I like technielogys idea, here's my idea of a modification
static int Euler1 ()
{
int sum = 0;
for (int i=3; i<1000; i+=3)
{
if (i % 5 == 0) continue;
sum+=i;
}
for (int i=5; i<1000; i+=5) sum+=i;
return sum;
}
Though also comes to mind is maybe a minor heuristic, does this make any improvement?
static int Euler1 ()
{
int sum = 0;
for (int i=3; i<1000; i+=3)
{
if (i % 5 == 0) continue;
sum+=i;
}
for (int i=5; i<250; i+=5)
{
sum+=i;
}
for (int i=250; i<500; i+=5)
{
sum+=i;
sum+=i*2;
sum+=(i*2)+5;
}
return sum;
}
Your approach is brute force apprach, The time complexity of the following approach is O(1), Here we
are dividing the given (number-1) by 3, 5 and 15, and store in countNumOf3,countNumOf5, countNumOf15.
Now we can say that 3 will make AP, within the range of given (number-1) with difference of 3.
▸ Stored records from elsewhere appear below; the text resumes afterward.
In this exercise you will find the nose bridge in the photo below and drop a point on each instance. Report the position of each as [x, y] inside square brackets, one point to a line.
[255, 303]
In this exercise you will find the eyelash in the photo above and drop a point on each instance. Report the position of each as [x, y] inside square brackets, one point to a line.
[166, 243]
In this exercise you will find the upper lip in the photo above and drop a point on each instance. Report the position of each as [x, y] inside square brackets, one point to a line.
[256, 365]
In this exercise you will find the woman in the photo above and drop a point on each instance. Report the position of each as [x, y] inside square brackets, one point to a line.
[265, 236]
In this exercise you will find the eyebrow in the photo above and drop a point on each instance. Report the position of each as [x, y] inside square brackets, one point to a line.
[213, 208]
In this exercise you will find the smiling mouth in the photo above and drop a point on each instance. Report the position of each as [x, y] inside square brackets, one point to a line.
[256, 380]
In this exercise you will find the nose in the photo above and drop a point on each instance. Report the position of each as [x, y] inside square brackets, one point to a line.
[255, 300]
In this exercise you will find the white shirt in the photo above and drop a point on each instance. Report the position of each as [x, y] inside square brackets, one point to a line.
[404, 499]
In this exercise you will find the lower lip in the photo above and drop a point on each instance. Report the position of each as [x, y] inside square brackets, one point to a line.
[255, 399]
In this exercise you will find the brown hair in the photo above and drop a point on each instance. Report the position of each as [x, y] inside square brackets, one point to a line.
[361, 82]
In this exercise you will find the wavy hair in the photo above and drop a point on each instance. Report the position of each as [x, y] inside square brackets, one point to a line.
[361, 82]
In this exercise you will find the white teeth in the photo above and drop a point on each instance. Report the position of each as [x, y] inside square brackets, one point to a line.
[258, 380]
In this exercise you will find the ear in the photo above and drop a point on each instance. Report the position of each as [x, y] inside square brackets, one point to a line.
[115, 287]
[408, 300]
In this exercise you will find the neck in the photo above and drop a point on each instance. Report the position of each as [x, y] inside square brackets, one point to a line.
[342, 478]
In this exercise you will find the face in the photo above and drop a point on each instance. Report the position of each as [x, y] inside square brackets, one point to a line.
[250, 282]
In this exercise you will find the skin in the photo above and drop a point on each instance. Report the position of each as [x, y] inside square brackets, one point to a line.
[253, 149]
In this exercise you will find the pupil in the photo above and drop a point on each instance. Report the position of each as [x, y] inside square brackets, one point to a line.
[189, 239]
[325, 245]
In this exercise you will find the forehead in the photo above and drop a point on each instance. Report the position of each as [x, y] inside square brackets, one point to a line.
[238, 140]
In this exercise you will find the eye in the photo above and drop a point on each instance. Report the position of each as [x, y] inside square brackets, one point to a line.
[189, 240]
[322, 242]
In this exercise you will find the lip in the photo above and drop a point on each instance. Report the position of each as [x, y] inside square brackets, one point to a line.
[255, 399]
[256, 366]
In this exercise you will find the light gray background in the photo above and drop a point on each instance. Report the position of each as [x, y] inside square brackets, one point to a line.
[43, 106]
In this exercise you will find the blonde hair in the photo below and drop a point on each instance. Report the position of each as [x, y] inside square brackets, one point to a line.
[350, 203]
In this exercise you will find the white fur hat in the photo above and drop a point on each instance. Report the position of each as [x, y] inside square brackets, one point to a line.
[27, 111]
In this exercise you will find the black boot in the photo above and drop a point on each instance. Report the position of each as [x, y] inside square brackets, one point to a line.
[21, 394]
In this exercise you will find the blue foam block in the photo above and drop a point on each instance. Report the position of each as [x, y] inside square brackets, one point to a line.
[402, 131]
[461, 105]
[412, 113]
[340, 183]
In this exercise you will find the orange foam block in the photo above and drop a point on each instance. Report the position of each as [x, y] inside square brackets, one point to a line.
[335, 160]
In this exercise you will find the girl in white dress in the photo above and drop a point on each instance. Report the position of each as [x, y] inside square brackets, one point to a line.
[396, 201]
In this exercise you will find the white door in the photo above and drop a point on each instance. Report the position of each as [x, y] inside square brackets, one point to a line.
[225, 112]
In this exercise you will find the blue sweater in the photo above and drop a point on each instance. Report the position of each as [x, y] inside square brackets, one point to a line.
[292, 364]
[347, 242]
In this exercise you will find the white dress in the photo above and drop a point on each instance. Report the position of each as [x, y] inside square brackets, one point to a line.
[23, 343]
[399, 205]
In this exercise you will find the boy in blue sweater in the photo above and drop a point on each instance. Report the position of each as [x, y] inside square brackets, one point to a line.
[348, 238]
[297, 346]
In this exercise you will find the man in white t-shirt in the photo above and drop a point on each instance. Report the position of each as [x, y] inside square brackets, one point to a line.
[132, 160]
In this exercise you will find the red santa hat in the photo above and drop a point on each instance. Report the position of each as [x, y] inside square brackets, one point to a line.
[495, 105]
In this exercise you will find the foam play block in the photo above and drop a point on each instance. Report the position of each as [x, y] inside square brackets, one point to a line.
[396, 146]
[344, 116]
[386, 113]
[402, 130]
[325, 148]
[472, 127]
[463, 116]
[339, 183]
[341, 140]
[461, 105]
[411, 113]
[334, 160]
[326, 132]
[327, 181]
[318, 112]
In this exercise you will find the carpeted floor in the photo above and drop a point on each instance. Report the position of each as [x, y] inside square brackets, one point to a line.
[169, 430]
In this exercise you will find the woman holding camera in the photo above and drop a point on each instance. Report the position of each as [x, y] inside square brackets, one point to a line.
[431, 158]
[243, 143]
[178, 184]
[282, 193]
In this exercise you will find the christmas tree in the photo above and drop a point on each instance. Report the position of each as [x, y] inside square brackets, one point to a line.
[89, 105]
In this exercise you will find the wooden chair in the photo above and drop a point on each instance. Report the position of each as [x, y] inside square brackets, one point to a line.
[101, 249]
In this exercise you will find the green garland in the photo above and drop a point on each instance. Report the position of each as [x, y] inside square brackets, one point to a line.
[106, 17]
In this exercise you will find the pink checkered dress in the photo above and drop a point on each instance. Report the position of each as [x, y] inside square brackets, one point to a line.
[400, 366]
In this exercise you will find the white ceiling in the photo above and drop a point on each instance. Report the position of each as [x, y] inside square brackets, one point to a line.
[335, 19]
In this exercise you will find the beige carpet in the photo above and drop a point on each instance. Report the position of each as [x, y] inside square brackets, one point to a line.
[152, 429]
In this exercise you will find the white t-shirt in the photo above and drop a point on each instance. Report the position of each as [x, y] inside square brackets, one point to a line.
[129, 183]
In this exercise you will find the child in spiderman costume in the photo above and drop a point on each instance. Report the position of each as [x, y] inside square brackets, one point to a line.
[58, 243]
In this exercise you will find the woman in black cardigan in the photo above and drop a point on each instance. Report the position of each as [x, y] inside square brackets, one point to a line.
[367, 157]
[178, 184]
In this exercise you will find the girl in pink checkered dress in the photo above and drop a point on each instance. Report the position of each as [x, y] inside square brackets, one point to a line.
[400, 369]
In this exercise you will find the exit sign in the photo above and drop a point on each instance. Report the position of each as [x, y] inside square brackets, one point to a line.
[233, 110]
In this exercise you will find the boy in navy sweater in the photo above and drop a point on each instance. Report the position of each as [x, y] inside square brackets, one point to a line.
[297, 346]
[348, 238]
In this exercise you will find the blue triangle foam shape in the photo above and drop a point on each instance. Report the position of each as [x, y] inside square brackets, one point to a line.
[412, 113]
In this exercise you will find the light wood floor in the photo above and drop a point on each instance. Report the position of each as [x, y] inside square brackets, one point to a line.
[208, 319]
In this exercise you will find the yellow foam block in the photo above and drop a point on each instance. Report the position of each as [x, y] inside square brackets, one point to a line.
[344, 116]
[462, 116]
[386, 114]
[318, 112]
suppose you are given number is 16, then
3=> 3, 6, 9, 12, 15= sum1=>45
5=> 5, 10, 15 sum2=> 30
15=> 15 => sum3=15
Add sum= sum1 and sum2
Here 15 is multiple of 3 and 5 so remove sum3 form sum, this will be your answer. **sum=sum-
sum3** please check link of my solution on http://ideone.com/beXsam]
import java.util.*;
class Multiplesof3And5 {
public static void main(String [] args){
Scanner scan=new Scanner(System.in);
int num=scan.nextInt();
System.out.println(getSum(num));
}
public static long getSum(int n){
int countNumOf3=(n-1)/3;//
int countNumOf5=(n-1)/5;
int countNumOf15=(n-1)/15;
long sum=0;
sum=sumOfAP(3,countNumOf3,3)+sumOfAP(5,countNumOf5,5)-sumOfAP(15,countNumOf15,15);
return sum;
}
public static int sumOfAP(int a, int n, int d){
return (n*(2*a +(n -1)*d))/2;
}
}
new List<int>{3,5}.SelectMany(n =>Enumerable.Range(1,999/n).Select(i=>i*n))
.Distinct()
.Sum()
[Update] (In response to the comment asking to explain this algorothm)
This builds a flattened list of multiples for each base value (3 and 5 in this case), then removes duplicates (e.g where a multiple is divisible, in this case, by 3*5 =15) and then sums the remaining values. (Also this is easily generalisable for having more than two base values IMHO compared to any of the other solutions I have seen here.)